Em despacho de junho de 2007, a diplomacia americana diz que "o Brasil realmente não tem um plano B caso a situação do narcotráfico saia de controle" e que os responsáveis pela elaboração de políticas públicas "não parecem passar muito tempo pensando sobre o impacto que o aumento do narcotráfico [na Bolívia] pode ter em seu país".
Também afirma que apesar "dos esforços da Polícia Federal na fronteira boliviana, a capacidade de Brasília de controlar a fronteira continua, na melhor das hipóteses, mínima".
O WikiLeaks vem divulgando gradualmente desde 2010 250 mil despachos secretos enviados por embaixadas americanas pelo mundo ao Departamento de Estado dos EUA.
No despacho de junho de 2007, divulgado recentemente, a PF é largamente poupada das críticas.
A embaixada americana acredita que os agentes brasileiros "estão muito preocupados" com a produção de folhas de coca --controlada, mas legal-- na Bolívia. Segundo o texto, policiais federais brasileiros estão "cientes de que o aumento da produção levará a um salto do tráfico e do consumo doméstico, e estão esperando [esse desenvolvimento]".
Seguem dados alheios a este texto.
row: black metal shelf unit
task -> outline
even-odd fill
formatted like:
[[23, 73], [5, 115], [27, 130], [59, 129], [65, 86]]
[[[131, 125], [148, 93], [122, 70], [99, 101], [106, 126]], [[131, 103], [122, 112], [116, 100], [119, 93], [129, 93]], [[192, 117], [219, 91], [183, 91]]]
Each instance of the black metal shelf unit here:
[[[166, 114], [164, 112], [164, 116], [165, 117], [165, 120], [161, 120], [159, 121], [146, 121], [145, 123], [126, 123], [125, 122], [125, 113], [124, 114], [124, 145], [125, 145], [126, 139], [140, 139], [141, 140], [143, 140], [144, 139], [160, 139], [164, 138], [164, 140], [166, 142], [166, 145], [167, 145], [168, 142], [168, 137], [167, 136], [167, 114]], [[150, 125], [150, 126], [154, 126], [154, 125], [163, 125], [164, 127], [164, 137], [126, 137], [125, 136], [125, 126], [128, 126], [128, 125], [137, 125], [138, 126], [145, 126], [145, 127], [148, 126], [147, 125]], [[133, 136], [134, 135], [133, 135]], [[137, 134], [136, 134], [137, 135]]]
De 2007 para cá, a cooperação entre Brasília e La Paz aumentou. Entre outras ações, o Brasil fechou no fim de 2010 um acordo que inclui repasse de verbas para a Bolívia. Também vem aumentando a atuação na fronteira.
Mas os problemas trilaterais com os EUA e a Bolívia continuam. Um acordo entre os três para colaboração no monitoramento antidrogas, já redigido, está parado há meses a espera de assinatura. Fontes próximas ao governo boliviano afirmam que ainda há ceticismo e desconfiança em relação aos EUA.
Em documento de 2009, a embaixada americana em La Paz relata que diplomatas brasileiros confirmaram que o ex-presidente Luiz Inácio Lula da Silva tentou (em vão) defender os EUA em conversa privada com Morales. "Continuaremos a encorajar o Brasil a tentar moderar Morales, apesar dos evidentes limites dessa abordagem."